An edited fake.
....a complete fake. I was one of the first people to fly the Giles 200 aerobatic aircraft (the same model shown in the video). It's a Lycoming AEI0-360 powered single seat all composite monoplane and the wing spar runs from wing tip to wing tip. The video was an edited compilation of footage from a remote control RC model airplane painted to resemble the full-size aircraft shown at the end of the video that was turned so that the missing wing (that wasn't missing from the full-size aircraft) wouldn't give it away. The composite wing spar of the Giles 200 has never had an in-flight failure and the little airplane is capable of pulling 11 G's in cold dense sea level air at 230 mph. The wing itself wouldn't break at 18+ G's during static testing.

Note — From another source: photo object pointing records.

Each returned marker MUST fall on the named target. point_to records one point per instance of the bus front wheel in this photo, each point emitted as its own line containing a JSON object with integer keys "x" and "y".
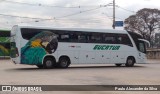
{"x": 130, "y": 62}
{"x": 118, "y": 65}
{"x": 64, "y": 62}
{"x": 48, "y": 63}
{"x": 40, "y": 66}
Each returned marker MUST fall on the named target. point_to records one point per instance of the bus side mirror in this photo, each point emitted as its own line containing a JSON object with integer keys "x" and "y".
{"x": 146, "y": 41}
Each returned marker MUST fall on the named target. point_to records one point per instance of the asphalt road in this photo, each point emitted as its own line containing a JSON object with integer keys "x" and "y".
{"x": 106, "y": 74}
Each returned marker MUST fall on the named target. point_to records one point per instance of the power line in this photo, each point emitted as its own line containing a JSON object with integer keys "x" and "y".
{"x": 44, "y": 5}
{"x": 125, "y": 9}
{"x": 79, "y": 12}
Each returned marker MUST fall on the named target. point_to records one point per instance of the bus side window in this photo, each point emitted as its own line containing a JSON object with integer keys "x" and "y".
{"x": 95, "y": 38}
{"x": 82, "y": 38}
{"x": 109, "y": 38}
{"x": 64, "y": 37}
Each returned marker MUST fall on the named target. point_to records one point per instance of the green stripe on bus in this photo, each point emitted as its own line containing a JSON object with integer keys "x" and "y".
{"x": 106, "y": 47}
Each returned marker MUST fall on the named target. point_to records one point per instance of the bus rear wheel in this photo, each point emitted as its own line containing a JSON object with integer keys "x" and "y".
{"x": 40, "y": 66}
{"x": 118, "y": 65}
{"x": 130, "y": 62}
{"x": 48, "y": 63}
{"x": 64, "y": 62}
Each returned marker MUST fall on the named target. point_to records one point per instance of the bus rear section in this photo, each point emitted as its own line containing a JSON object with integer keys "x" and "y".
{"x": 15, "y": 45}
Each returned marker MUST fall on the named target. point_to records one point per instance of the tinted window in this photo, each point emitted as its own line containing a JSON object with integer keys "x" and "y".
{"x": 124, "y": 39}
{"x": 109, "y": 38}
{"x": 95, "y": 38}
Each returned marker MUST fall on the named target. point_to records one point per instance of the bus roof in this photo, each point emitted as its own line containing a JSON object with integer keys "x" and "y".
{"x": 75, "y": 29}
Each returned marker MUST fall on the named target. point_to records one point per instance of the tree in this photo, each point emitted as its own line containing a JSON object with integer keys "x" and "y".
{"x": 146, "y": 21}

In-flight at the maximum speeds that plane is capable of flying the wing will high-speed stall long before it breaks. If it did break the full span spar would not break cleanly at the fuselage wing root and you would see a trail of push pull tubes, fuel lines, and electrical lines trailing from both the fuselage and wing itself. The most notable thing about the Giles 200 is its spectacular roll rate of 720° per second. It rolls so quickly and the aircraft is so unstable that it never achieved success as a competition aerobatic aircraft.

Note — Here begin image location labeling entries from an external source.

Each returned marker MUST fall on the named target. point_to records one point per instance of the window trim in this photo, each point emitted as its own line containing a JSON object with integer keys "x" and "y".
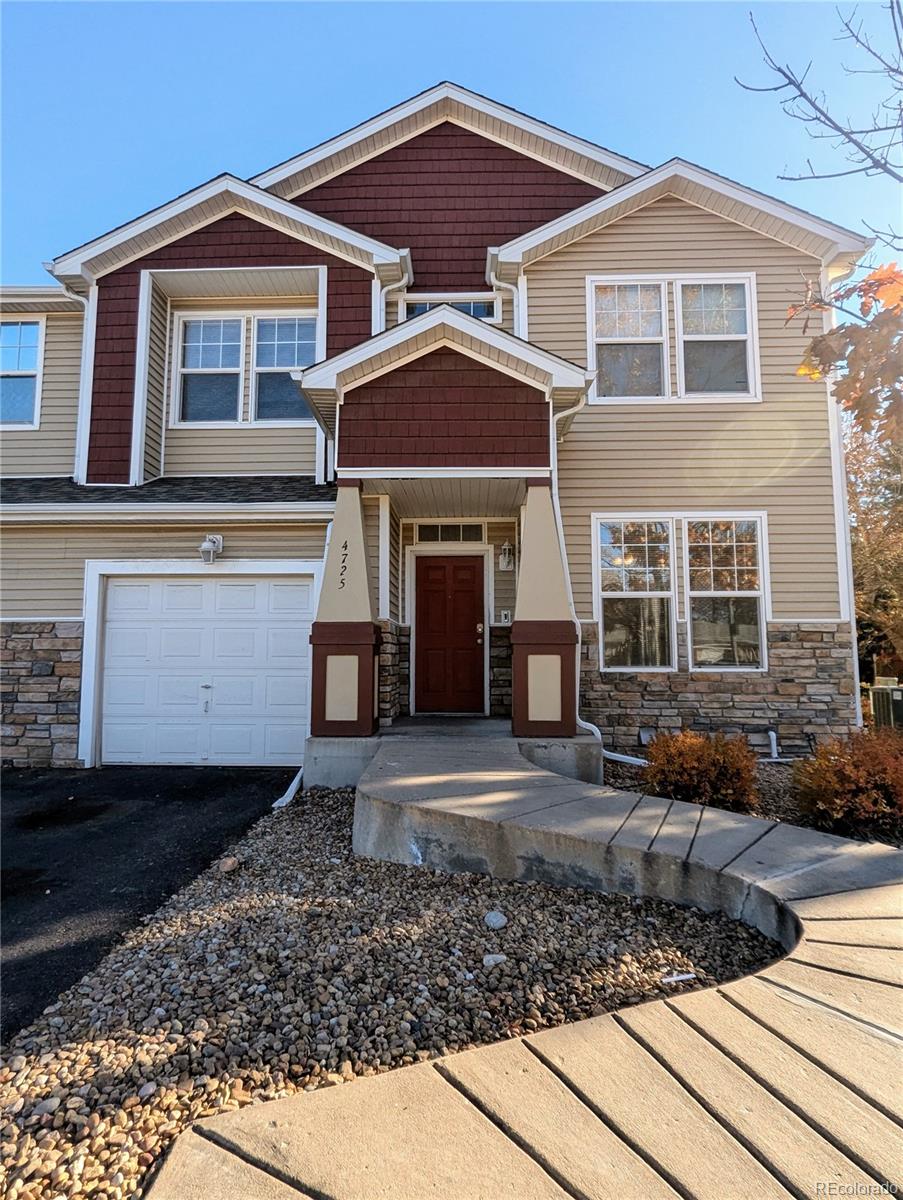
{"x": 39, "y": 319}
{"x": 599, "y": 519}
{"x": 763, "y": 593}
{"x": 450, "y": 298}
{"x": 664, "y": 341}
{"x": 751, "y": 337}
{"x": 671, "y": 282}
{"x": 247, "y": 370}
{"x": 279, "y": 313}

An RC model aircraft has 10 times the power to weight ratio of an actual full-size airplane and they can be flown with just one wing. I have seen the video of the RC pilot successfully landing this remote-control plane and he was justifiably proud of the accomplishment. Having personally wrung the wiz out of the real thing I can definitively state that while the G200 will sustain knife edge flight (barely) it would not be able to climb, pull out of the dive, or flair to land with only one wing. Cheers.